Out of these differing stances, the plan that has been adopted focuses on reform and cooperation between nations but still maintains the old policies that criminalize non-medical or scientific drug use. It has all the markings of a placeholder for actual progress, for all that the summit has been heralded as a possible end to the “war on drugs” — even the UN Office on Drugs and Crime (UNODC) acknowledged that something more needed to be done, saying:
“Global drug control efforts have had a dramatic unintended consequence: a criminal black market of staggering proportions. Organised crime is a threat to security. Criminal organisations have the power to destabilise society and governments. The illicit drug business is worth billions of dollars a year, part of which is used to corrupt government officials and to poison economies.”

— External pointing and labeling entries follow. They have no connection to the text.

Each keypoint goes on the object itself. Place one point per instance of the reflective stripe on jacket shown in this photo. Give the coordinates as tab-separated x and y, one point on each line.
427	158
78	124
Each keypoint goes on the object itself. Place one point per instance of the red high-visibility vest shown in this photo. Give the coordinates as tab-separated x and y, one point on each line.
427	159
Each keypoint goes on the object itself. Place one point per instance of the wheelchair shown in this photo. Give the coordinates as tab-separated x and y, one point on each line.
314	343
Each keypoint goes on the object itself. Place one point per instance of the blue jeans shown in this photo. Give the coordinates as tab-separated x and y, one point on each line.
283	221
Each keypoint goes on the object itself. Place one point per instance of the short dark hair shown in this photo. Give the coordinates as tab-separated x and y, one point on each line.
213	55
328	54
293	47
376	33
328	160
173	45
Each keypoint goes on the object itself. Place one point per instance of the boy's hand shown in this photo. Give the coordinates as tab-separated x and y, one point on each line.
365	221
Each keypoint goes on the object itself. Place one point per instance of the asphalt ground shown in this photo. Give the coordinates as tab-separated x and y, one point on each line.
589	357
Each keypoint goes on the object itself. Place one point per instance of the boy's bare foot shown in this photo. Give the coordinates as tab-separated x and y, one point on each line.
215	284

With this in mind and many medical experts calling for a complete decriminalization of drugs and a rethinking of current policies, the recent ruling made by the UN falls flat. The decision agreed upon by the United Nations in 1998 to fight for a totally drug-free world might have all of the beauty and sparkle of a perfect ideal, but in reality, a more complete overhaul of the system might be what is actually needed. Such perfect ideals don’t tend to do well when faced with the real world, and a refusal to modernize them to keep up with the actual problem could turn out to be a mistake. After all, in the words of William Shakespeare:
“For sweetest things turn sourest by their deeds; Lilies that fester smell far worse than weeds.”
And so, social movements like the Legalize It movement may not have the standard level of respectability necessary for a stereotypical call to action, championed as they are by equal amounts of humor and content, but they are already doing their part to introduce the topic into legislature in the United States and other countries, and into global discourse as a stepping stone to worldwide decriminalization of drugs, even if the world isn’t ready for it yet. While changes will likely need to be made within the movement in order for it to take on both traditional government anti-drug policy and big bad villains like drug cartels that profit off of such systems’ unwillingness to change, it is off to a decent start. In the end, if there is a transformation of communication in society, there is a transformation of the mind — and #legalizeit is already halfway there.